Peggy the Pint-Sized Pirate

Jan. 19, 2011


Peggy the pint-sized Pirate

The "SpongeBob SquarePants" set should feel right at home in Bowe Theater this weekend as "Peggy the Pint-Sized Pirate" brings underwater adventures to the stage, courtesy of the Phoenix Theatre troupe.

Director Rachel Harry promises fun for all ages, with "lots of swordfights, sea monsters and plenty of pirates!

"There are crazy costumes," she said. "We have oysters, jellyfish, mermaids and a mer-man; a shark with a barnacle attached to its side, that talks - and then the sea monsters: the mother and the baby two-headed, six-limbed sea monster. It's just a lot of fun."

It all started with a musical piece that her son, Duncan Krummel, wrote.

"It just sounded nautical to me," she said. "I had chosen this play and remembered that piece, and thought it would work really well for it. The kids listened to it and they loved it, and that became our opening theme. And we have this huge swordfight to sort of set the tone for this play.

"This is a really simple play that was online and that was free. It wasn't real strong so we reworked some scenes and wrote music and added the stylized fight scenes," Harry said. "That's what Phoenix Theatre does; we take the core of an idea and elaborate: How can we build on that?"
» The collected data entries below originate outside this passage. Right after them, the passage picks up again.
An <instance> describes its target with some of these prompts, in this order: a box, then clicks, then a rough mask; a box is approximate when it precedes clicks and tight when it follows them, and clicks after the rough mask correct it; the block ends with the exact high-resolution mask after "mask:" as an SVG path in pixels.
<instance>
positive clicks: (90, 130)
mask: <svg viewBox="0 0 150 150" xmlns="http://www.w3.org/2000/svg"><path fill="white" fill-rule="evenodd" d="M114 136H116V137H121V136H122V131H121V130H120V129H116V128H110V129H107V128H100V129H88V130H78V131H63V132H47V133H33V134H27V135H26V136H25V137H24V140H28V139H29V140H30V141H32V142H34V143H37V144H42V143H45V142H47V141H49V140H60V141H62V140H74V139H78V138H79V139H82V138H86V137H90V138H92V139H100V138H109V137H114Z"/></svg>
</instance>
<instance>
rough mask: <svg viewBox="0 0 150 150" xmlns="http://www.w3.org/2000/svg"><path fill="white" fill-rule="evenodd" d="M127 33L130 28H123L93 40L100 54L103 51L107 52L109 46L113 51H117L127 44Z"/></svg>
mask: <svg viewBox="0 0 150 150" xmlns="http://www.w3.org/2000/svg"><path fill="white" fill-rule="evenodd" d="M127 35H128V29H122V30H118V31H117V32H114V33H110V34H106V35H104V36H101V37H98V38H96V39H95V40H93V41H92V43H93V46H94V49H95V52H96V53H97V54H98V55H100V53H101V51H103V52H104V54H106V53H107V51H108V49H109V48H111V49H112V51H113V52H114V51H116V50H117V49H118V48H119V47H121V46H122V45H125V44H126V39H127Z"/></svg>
Her son wrote other music and lyrics for the show, along with Elizabeth Gobbo, and the whole show is produced and performed by the Phoenix Theater troupe.

"It's a story about someone who is considered too small and too young to do anything of value," Harry said, "sort of the way we sometimes view lids, as just being helpless and needing to be taken care of.

"This little pirate ends up saving the other pirates from a horrible fate - they're captured by a sea monster. She goes through a little journey of trying to prove herself; and then in the end the pirates all recognize that, yeah, she might be little, but she can contribute."

The show also features a reduce-reuse-recycle message, a recurring theme in Phoenix Theatre performances.

"If the kids have gone to any of these grade schools, they'll know the number, so they'll be able to make that connection," Harry said. "It's just a little inside joke - that's not so inside."

The show is not just for kids, however.

"It's definitely G-rated; we do slant it towards the children; but I try to create the kind of theater that can be enjoyed by everybody," she said.

Performances are Jan. 22 and 23 at 1 and 3:30 p.m. The show is about an hour long, with a 15-minute intermission. Admission is $3 for children up to age 12 and $5 for adults. Proceeds support the Phoenix Theater program.